Paintings Reveal Hidden Histories of Africans in England | Guardian (UK)

English Heritage’s six portraits range from a Roman emperor to Queen Victoria’s goddaughter

Six paintings that tell fascinating, not widely known stories of people from the African diaspora in England’s history, including the Roman emperor who strengthened Hadrian’s Wall and Queen Victoria’s goddaughter, have been unveiled by English Heritage.

The heritage body commissioned six artists to paint portraits, putting them on display at forts, abbeys, historic houses and barracks where they have an association.

The project was about bringing their stories to life for a wider audience, said Anna Eavis, English Heritage’s curatorial director. “African figures from the past have played significant roles at some of the historic sites in our care but many of their stories are not very well known.”

The subjects include Septimius Severus, who was born in Leptis Magna, the present day city of Al-Khums in Libya. He travelled to Britain in AD208 and ordered the strengthening of Hadrian’s Wall and the reoccupation of the Antonine Wall, across what is now central Scotland, with a view to expanding his empire.

He has been painted by Elena Onwochei-Garcia who said she was drawn to Septimius because of her own multiheritage background, in her case Nigerian, Spanish and German. “This made me reflect on how people might imagine someone like us to look like,” she said.

“I wanted to go beyond painting Rome’s ‘African emperor’, to portray a complex individual by paying attention to his personality and how he chose to be seen in his coins, statues and architecture.

“Historically, black people have had little control over their portrayal.

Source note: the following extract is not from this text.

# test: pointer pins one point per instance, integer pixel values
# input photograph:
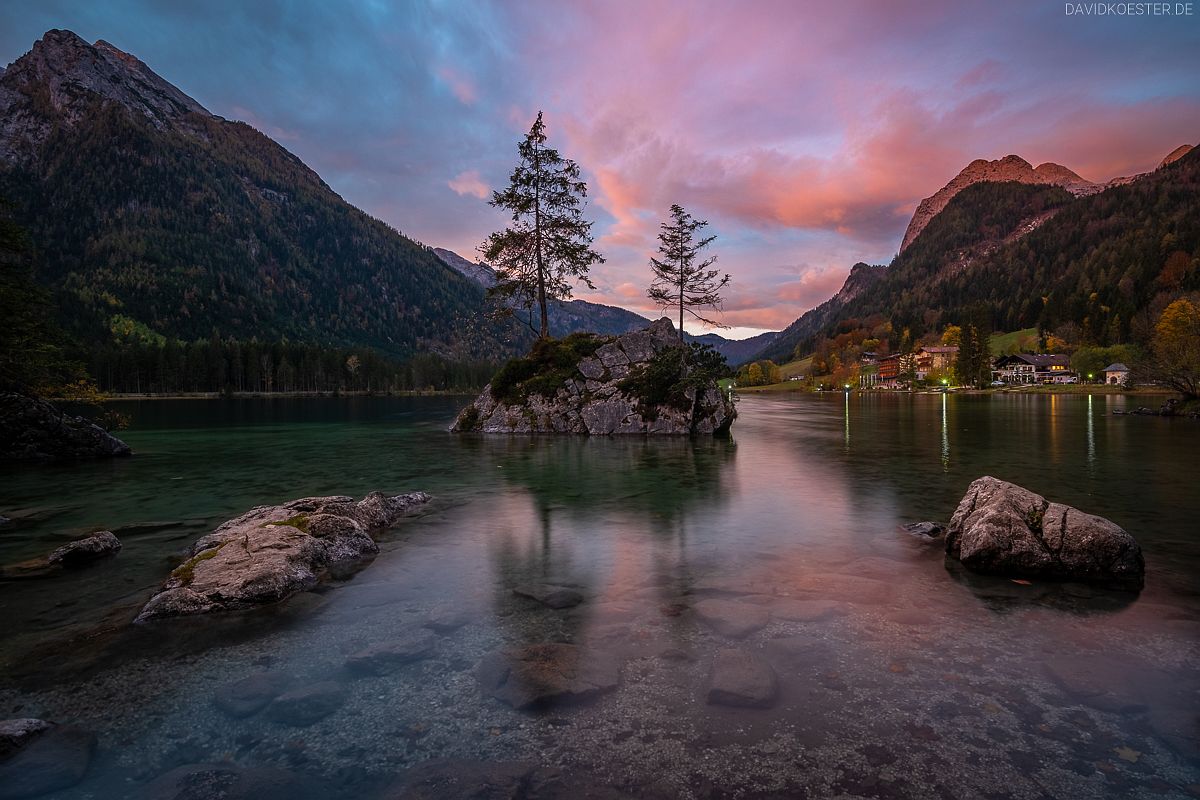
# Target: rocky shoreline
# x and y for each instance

Septimius Severus embodied and altered the image of the Roman empire.”

The portrait goes on display from Wednesday at Corbridge Roman Town on Hadrian’s Wall.

Mikéla Henry-Lowe with her portrait of Dido Belle.
Mikéla Henry-Lowe with her portrait of Dido Belle. Photograph: Christopher Ison/English Heritage

Another subject is Dido Belle, born in 1761, the daughter of an enslaved black woman and a British naval officer. She was raised as part of the aristocratic Murray family in Georgian London and spent much of her life at Kenwood House on the edge of Hampstead Heath.

Belle has been painted by Mikéla Henry-Lowe. She welcomed “the opportunity to paint a black woman who experienced growing up in an aristocratic family, because most depictions of black women in Georgian Britain were shown as slaves.”

Clifton Powell has painted Abbot Hadrian, an African scholar in Anglo-Saxon England and the abbot of St Augustine’s Abbey, Kent. Hadrian was from Cyrenaica, a Roman/Byzantine province in north Africa.

Powell said he had felt his subject’s presence since he started the portrait and played monastic Gregorian chants while he painted.

Hannah Uzor with her portrait of Sarah Forbes Bonetta.
Hannah Uzor with her portrait of Sarah Forbes Bonetta. Photograph: Christopher Ison/English Heritage

Hannah Uzor has painted the portrait of Sarah Forbes Bonetta, the daughter of a west African ruler who was enslaved by King Gezo of Dahomey, present-day Benin. In 1850, Bonetta was presented as a “diplomatic gift” to a British naval captain, Frederick Forbes, and taken to England.

Bonetta was introduced to Queen Victoria who was evidently charmed by her, describing her as “sharp and intelligent”. Victoria became her godmother and paid for her education in Sierra Leone and Gillingham, Kent.

Chloe Cox has painted Arthur Roberts, the son of a Trinidadian man, who was born in 1897 in Bristol and grew up in Glasgow. He served in the first world war and survived the battle of Passchendaele. The painting is on display at Berwick-upon-Tweed barracks in Northumberland.

The sixth painting is of James Chappell (1648-1730), a servant at Kirby Hall, Northamptonshire, who saved the life of the hall’s owner. He has been painted by Glory Samjolly.

 Painting our Past: The African Diaspora in England will run from 9 June to 5 November 2021.